FESTA DI POLIZIA: RIFIUTO IL DETTAGLIO

C’erano nuovamente anche i bimbi delle scuole alla Festa della Polizia di Stato a Lecco sabato scorso. Ed erano felici perché invasi dai dettagli: dai premi, dai cappellini, dalle divise luccicanti, dalle moto in parata, dai purosangue equini tutti ben spazzolati, dalle autorità in prima fila con la fascia tricolore, gli abiti color porpora e i fazzoletti verdi nel taschino. Ma anche l’adulto è sembrato inebetito dal circo imbanditoQuesta riflessione non è un far politica è semplice coscienza ed etica. E’ capacità di discernimento che come sempre, tutti in platea dimenticano. E me ne dispiaccio e lo denuncio. La Polizia, a tutti i suoi livelli, nazionali e locali, fino ad una ammissione di colpa, responsabilità e conseguente pronunciamento pubblico di scuse per i fatti di Genova G8 e Bolzaneto, non può e non deve trovare sponde di consenso e di applausi, di claque, tantomeno usando uomini e donne di domani, cittadini di uno Stato democratico.

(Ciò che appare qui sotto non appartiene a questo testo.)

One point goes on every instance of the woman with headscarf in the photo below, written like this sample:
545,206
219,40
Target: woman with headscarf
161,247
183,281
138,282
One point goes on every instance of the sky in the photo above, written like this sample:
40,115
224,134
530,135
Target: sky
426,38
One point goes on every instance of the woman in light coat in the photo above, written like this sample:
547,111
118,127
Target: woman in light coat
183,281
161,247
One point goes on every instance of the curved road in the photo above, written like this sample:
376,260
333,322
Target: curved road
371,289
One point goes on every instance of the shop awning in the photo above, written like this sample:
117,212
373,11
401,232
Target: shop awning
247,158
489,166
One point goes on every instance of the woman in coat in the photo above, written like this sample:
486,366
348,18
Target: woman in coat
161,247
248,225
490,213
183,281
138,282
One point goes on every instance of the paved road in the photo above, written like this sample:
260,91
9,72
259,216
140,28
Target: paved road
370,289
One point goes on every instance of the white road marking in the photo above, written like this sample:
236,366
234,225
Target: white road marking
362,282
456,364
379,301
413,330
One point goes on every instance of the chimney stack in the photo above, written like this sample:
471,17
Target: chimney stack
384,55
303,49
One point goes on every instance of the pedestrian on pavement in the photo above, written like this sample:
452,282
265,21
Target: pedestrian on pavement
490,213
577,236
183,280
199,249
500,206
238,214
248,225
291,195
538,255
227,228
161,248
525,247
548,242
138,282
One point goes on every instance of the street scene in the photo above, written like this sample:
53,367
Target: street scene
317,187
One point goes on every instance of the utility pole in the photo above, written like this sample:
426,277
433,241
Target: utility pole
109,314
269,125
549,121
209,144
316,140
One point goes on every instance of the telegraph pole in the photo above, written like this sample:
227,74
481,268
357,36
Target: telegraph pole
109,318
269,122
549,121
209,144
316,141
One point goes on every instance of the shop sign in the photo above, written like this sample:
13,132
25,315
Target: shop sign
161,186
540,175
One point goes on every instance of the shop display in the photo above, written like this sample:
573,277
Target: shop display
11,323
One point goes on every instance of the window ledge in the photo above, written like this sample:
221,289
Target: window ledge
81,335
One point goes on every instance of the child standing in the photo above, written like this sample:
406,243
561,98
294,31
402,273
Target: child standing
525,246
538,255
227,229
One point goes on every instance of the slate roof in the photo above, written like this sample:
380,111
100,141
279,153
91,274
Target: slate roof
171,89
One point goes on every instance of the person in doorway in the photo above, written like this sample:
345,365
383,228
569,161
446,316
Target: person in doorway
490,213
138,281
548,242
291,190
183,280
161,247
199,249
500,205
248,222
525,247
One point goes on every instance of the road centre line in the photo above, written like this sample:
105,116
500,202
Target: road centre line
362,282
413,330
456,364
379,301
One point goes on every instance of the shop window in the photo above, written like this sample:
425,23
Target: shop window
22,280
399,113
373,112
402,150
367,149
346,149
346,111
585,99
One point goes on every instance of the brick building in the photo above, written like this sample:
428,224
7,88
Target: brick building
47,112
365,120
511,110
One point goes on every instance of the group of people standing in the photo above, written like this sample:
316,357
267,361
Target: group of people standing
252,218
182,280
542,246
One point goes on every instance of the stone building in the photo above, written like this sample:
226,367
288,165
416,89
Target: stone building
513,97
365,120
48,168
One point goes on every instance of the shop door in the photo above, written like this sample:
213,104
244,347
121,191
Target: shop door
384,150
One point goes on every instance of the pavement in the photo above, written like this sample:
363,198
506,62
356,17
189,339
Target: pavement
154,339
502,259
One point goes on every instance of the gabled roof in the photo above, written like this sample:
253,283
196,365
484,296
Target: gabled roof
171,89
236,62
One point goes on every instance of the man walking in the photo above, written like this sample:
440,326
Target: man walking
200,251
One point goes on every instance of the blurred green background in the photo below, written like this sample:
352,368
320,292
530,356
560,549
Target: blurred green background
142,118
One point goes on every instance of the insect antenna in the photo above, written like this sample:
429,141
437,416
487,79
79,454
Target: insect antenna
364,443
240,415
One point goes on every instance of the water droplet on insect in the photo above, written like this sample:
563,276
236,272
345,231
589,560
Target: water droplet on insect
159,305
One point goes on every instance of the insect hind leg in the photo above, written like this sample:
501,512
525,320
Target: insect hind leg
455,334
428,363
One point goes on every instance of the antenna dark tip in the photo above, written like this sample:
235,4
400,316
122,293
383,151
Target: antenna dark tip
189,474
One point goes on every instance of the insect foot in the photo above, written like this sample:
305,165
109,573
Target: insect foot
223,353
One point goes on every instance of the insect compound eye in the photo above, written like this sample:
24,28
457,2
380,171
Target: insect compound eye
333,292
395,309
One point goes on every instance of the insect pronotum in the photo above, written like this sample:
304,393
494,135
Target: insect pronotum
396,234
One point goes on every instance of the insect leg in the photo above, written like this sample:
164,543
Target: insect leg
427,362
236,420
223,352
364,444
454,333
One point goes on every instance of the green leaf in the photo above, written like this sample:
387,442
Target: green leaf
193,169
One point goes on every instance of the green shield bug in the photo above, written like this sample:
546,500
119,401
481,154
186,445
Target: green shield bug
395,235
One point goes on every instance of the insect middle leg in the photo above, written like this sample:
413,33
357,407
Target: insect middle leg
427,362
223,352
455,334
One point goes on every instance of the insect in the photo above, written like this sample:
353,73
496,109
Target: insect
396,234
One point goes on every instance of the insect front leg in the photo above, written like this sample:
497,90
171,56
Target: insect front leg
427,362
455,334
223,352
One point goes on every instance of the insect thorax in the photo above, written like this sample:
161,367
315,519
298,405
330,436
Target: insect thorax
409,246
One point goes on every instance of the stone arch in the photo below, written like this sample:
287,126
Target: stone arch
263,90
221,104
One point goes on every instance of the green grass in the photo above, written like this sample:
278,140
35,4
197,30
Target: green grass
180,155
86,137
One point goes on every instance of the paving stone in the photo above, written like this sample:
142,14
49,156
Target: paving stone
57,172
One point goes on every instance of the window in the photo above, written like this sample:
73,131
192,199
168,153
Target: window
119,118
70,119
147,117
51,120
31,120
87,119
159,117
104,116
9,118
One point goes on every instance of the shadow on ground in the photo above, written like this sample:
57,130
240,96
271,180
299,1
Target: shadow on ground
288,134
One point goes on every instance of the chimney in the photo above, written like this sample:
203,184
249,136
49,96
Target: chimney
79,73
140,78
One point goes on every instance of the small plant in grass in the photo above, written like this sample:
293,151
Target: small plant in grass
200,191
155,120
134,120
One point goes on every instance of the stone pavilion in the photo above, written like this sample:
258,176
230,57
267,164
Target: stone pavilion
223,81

E sentire il Questore parlare di sicurezza che viene prima della libertà, e la sua necessità (tutti i reati però sono in calo a Lecco) a me fa venire in mente Genova e tutto quanto accaduto otto anni fa, lungo strade di moltitudine quando si mischiava tragedia privata e collettiva. Un ragazzo veniva ammazzato e migliaia di singoli, lì fatti popolo, venivano umiliati, violentati e soffocati sulla pelle e dentro il petto.

Impunemente e scientemente rapiti e nascosti alle famiglie. Anche cittadini di Lecco

Nelle strade di Genova avevamo affidato il nostro Diritto alla democrazia, alla libertà e anche sì alla nostra sicurezza, nelle mani sbagliate, mani della finanza occupate da lacrimogeni, da manganelli gocciolanti di carabinieri, da mani chiuse su bottiglie molotov della polizia.

E malgrado oggi la tela del ragno si sia squarciata anche con sentenze che hanno dimostrato veri i racconti, è palese l’omertà.

Genova è stato qualcosa di terribile, uno squarcio nella democrazia, un pugno alla Verità e alla Giustizia. Forse nulla può salvarli, senz’altro non le parate e le feste.

Non bastano e non servono premi per farcelo dimenticare.

Fino ad allora, cioè una piena ammissione di colpevolezza, di complicità, il poliziotto non è un amico in più. Perché resta debole con i forti e forte con i deboli e questo fa rivoltare lo stomaco. Perché sono metodi e percorsi che non dovrebbero, che non devono, trovare cittadinanza e sponda nella società e nemmeno nelle scuole.

Non siamo un paese civile perché la Polizia saluta, scorta, ossequia ed esegue silenziosamente ordini – senza mai fiatare nemmeno in occasioni che lo richiedono: fazzoletto verde nel taschino rimpatria migranti disperati in mezzo al mare.

Una polizia, un questore, che invoca sicurezza, e con così tanto zelo anche davanti a cittadini incensurati mostra il pugno duro, arresta e diffida ragazzi con “avvisi orali” ed eseguono a piacere ordinanze sugli accattoni e somministratori di bibite in piazza

Vuole un aiuto alla sicurezza?

Visto che c’è una certa capacità e predisposizione da parte di questo Stato a prendere ultimamente dati per censimenti e rimpatri coatti, non sarà per loro, anche a livello locale, un problema passare all’anagrafe comunale e far visita a tutte le famiglie con anziani potenzialmente in balia di badanti clandestine e irregolari. Questa tutela della collettività darebbe maggiori frutti che appostarsi fuori dai sagrati delle chiese a rincorrere le pubblicazioni di matrimonio, o dietro i bicchieri fuori dai bar di Lecco. Non siamo un Paese civile ed il grave è che non proviamo nemmeno a diventarlo.

E di questo facciamo Festa, in pompa magna.

Ma io, io non ci sto. Nemmeno questa volta.